Изменить стиль страницы

Утро я провела на кухне, читая и размышляя. Два вида ботулизма погибают только при громадных температурах: более 121 градуса по Цельсию. Однако эти виды издают неприятный запах. Еще два вида, которые могут убить, не имеют вкуса и запаха, но сами гибнут при простом кипячении. Поэтому, если я нормально прокипячу свои банки для консервирования и выброшу все, что при разрезании плохо пахнет, опасность — теоретически — будет невелика.

Но когда вы беременны, все меняется. Вы не можете позволить себе рисковать. Меня приводит в ужас мысль, что в моих банках могут невидимо размножаться микробы. Я буду чувствовать себя в безопасности только в том случае, если буду точно знать, что они были полностью истреблены — все до единого.

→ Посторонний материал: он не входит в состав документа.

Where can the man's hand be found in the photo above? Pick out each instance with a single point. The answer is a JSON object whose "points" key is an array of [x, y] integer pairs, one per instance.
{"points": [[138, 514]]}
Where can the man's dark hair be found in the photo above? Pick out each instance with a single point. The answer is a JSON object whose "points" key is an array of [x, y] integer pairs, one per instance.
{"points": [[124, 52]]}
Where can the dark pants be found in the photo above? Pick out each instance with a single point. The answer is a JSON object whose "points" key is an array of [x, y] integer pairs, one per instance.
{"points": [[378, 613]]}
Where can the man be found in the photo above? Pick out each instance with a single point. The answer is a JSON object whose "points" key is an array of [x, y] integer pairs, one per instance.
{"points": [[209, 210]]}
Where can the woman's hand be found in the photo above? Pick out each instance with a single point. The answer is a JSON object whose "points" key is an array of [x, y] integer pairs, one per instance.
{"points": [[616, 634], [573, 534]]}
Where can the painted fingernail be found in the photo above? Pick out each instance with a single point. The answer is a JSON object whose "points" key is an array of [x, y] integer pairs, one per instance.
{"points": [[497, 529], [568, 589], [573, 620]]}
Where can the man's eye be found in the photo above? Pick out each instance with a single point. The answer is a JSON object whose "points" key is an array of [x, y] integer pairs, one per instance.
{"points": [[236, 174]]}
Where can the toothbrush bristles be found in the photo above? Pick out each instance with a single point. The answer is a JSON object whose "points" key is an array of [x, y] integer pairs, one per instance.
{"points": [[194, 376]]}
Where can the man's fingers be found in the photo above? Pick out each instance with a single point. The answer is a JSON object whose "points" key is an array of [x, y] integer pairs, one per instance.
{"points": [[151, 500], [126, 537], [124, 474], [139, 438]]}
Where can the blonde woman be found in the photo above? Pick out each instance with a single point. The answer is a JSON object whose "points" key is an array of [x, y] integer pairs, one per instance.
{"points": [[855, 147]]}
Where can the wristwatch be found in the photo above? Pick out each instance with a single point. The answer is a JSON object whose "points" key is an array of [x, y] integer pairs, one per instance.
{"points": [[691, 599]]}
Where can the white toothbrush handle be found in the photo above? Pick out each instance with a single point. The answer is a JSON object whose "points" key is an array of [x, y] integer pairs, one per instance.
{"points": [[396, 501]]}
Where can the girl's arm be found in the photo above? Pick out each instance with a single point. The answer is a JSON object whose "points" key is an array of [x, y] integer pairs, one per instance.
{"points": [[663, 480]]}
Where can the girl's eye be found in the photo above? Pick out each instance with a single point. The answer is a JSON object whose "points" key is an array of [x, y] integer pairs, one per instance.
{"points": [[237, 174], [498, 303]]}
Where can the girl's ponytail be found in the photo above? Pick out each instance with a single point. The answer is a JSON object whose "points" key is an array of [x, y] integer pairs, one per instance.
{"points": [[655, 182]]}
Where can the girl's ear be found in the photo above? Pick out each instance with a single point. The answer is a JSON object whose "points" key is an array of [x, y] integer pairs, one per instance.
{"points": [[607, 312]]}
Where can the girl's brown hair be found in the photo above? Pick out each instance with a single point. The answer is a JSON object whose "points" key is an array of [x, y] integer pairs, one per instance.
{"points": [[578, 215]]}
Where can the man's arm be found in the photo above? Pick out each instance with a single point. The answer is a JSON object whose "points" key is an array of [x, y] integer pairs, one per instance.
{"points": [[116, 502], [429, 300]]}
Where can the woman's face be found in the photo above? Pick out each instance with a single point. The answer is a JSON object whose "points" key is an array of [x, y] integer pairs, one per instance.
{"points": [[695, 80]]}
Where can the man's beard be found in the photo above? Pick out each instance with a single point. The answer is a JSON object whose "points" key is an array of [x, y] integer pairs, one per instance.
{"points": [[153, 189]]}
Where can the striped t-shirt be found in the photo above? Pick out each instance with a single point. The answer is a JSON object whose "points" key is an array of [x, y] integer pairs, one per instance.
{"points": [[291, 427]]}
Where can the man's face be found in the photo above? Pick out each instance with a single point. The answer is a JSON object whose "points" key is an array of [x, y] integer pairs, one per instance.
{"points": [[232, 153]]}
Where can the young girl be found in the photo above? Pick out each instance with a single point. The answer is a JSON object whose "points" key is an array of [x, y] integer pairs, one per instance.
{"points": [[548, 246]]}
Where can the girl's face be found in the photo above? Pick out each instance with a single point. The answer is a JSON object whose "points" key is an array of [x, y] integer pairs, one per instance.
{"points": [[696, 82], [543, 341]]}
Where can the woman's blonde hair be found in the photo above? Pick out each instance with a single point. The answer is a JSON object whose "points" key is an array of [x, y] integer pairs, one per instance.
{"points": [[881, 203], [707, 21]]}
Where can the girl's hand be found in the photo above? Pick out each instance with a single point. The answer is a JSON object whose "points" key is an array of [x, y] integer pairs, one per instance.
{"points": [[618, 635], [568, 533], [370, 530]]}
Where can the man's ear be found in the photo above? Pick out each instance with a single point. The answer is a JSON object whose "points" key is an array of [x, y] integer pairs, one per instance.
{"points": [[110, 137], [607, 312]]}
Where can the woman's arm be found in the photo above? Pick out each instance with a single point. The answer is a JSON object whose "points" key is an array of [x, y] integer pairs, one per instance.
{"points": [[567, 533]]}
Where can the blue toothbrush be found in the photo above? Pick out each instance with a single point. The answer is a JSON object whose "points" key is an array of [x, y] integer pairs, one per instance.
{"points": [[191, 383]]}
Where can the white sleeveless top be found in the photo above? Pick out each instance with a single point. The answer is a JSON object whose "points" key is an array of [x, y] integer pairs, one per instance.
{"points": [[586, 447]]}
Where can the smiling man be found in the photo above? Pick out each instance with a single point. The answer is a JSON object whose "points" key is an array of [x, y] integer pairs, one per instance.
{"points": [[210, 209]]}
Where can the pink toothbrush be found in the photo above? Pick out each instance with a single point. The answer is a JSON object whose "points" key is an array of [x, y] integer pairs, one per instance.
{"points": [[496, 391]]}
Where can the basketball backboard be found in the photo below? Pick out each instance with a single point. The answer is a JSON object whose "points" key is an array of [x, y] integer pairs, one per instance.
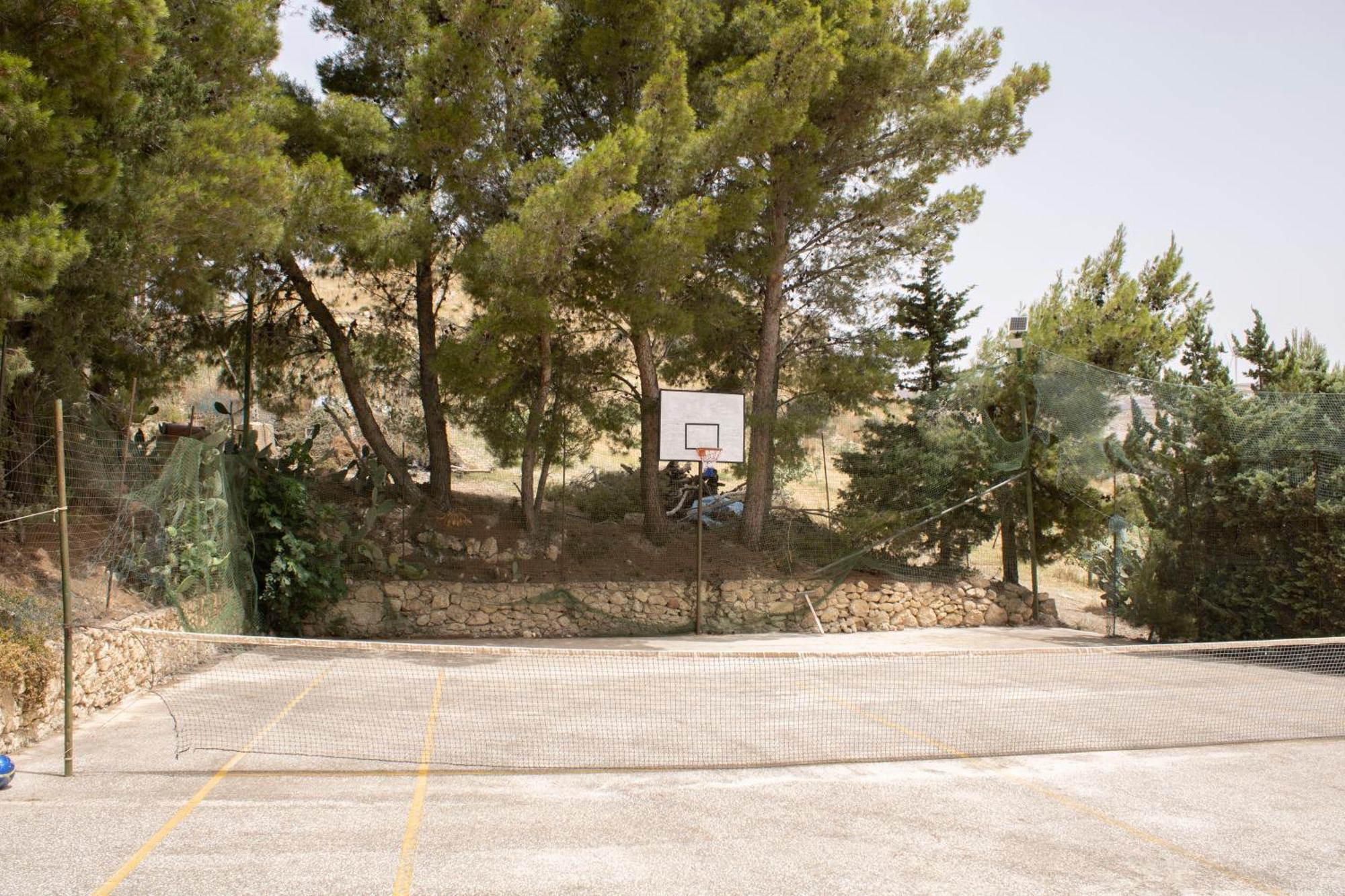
{"points": [[691, 420]]}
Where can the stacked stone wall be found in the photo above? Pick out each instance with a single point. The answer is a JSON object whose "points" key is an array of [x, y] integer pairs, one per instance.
{"points": [[512, 610], [108, 666]]}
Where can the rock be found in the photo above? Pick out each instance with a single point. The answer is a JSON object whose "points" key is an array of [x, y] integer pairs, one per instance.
{"points": [[368, 592], [1047, 606]]}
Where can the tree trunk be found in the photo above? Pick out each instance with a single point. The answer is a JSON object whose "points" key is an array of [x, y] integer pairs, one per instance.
{"points": [[340, 342], [766, 389], [652, 491], [436, 430], [1008, 533], [532, 436]]}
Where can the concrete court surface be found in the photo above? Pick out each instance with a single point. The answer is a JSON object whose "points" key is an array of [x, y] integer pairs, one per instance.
{"points": [[1266, 817]]}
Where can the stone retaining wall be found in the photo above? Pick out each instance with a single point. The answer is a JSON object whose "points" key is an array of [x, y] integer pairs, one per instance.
{"points": [[509, 610], [108, 666]]}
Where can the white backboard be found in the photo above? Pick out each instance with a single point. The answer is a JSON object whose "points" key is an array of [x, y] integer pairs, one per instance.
{"points": [[691, 420]]}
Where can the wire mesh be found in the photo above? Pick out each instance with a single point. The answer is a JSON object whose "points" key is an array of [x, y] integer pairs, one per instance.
{"points": [[157, 514], [547, 709]]}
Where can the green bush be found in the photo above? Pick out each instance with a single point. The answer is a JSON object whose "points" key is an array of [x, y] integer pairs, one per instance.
{"points": [[25, 658], [297, 548]]}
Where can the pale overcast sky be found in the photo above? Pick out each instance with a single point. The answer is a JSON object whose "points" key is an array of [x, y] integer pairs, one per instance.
{"points": [[1219, 122]]}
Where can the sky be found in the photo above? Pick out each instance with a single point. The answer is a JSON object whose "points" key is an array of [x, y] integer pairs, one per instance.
{"points": [[1218, 122]]}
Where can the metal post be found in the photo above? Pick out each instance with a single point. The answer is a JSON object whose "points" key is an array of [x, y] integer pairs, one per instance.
{"points": [[700, 580], [5, 360], [1116, 577], [1032, 520], [68, 631], [248, 329], [827, 481]]}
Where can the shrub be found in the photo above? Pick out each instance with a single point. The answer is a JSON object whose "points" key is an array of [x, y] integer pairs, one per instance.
{"points": [[297, 548], [602, 495]]}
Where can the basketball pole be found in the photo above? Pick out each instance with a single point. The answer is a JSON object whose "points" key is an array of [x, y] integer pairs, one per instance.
{"points": [[700, 579]]}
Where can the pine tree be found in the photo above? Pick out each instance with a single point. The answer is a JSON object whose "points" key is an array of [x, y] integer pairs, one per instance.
{"points": [[872, 107], [1200, 354], [1260, 350], [930, 314]]}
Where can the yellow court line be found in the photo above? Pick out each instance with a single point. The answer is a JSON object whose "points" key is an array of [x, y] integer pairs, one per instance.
{"points": [[406, 864], [1052, 794], [112, 883]]}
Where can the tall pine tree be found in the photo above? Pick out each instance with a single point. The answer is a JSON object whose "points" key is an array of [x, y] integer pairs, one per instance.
{"points": [[930, 314]]}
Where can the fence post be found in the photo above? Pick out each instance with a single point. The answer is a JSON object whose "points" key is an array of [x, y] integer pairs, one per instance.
{"points": [[67, 630], [1032, 520]]}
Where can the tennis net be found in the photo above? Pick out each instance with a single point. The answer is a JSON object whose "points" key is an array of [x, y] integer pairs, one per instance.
{"points": [[537, 708]]}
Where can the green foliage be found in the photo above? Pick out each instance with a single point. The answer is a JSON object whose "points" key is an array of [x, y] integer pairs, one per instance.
{"points": [[930, 315], [297, 556], [1132, 323], [25, 658], [1299, 365], [198, 548], [26, 661], [1247, 506]]}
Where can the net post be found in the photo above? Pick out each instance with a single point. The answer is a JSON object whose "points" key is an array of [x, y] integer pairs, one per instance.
{"points": [[67, 630], [700, 532]]}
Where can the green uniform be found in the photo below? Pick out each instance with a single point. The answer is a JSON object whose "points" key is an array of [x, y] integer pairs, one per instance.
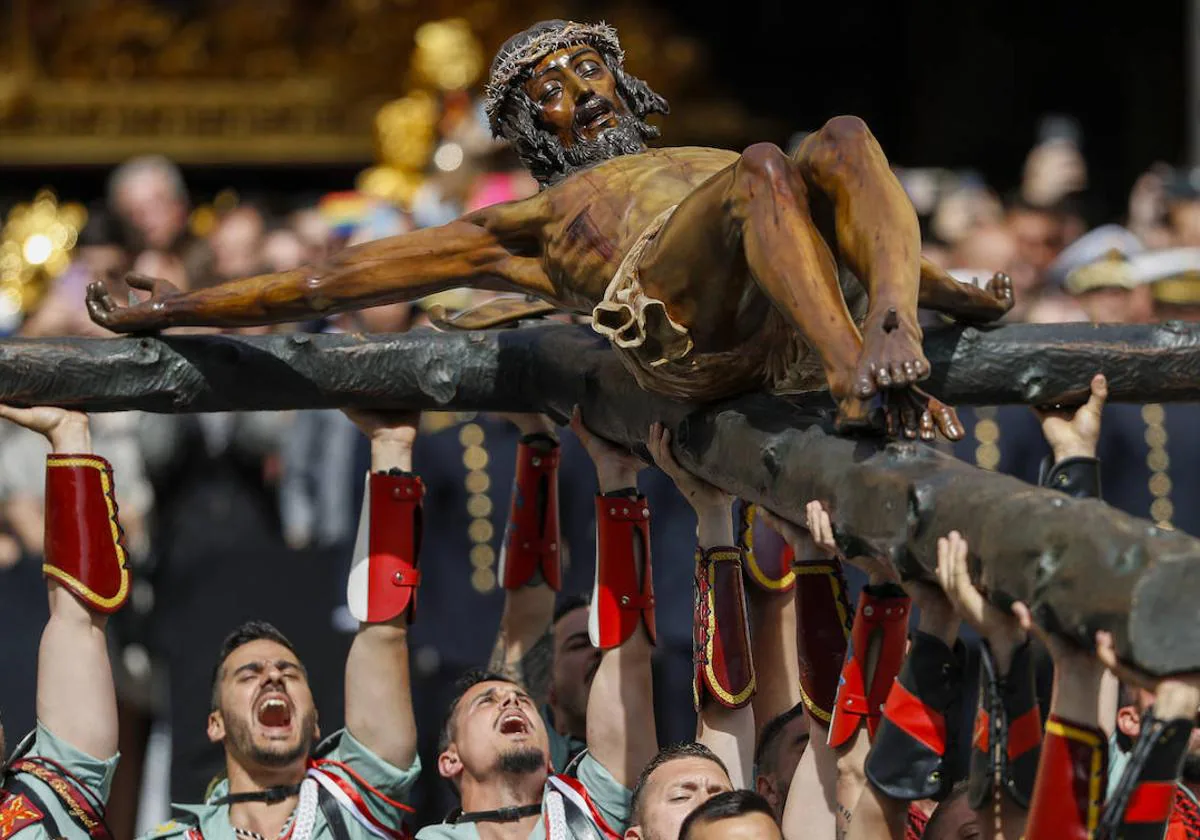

Я говорю себе, что должна доверять природе. Если эмбрион хороший — природа сама защитит его. Если он нехороший — я с этим ничего поделать не смогу. При беременности, как и при консервировании, не может быть никаких гарантий.

Сегодня днем я обнаружила у себя капельку крови. Тест на беременность по-прежнему позитивный. С Фрейей у меня тоже показывалась кровь, но я не хочу рисковать. Я звоню доктору в Эг, которая относится ко мне с сочувствием и пониманием.

— Позитивный тест крайне редко бывает ошибочным. Вы чувствуете себя беременной? Ложитесь сейчас в постель, а я запишу вас на сканирование на завтра, во второй половине дня.

***

Я просыпаюсь с мыслью о сканировании. Тобиас приносит мне кофе в постель.

— Я бы предпочла зеленый чай, там меньше кофеина, — говорю я.

— Не смеши меня.

У нас происходит неслабая перебранка. Я кричу ему:

— Почему я не могу пить то, что мне хочется?

Тобиас вопит мне в ответ:

— Так значит, нас ожидает еще девять чертовых месяцев всего этого безумия?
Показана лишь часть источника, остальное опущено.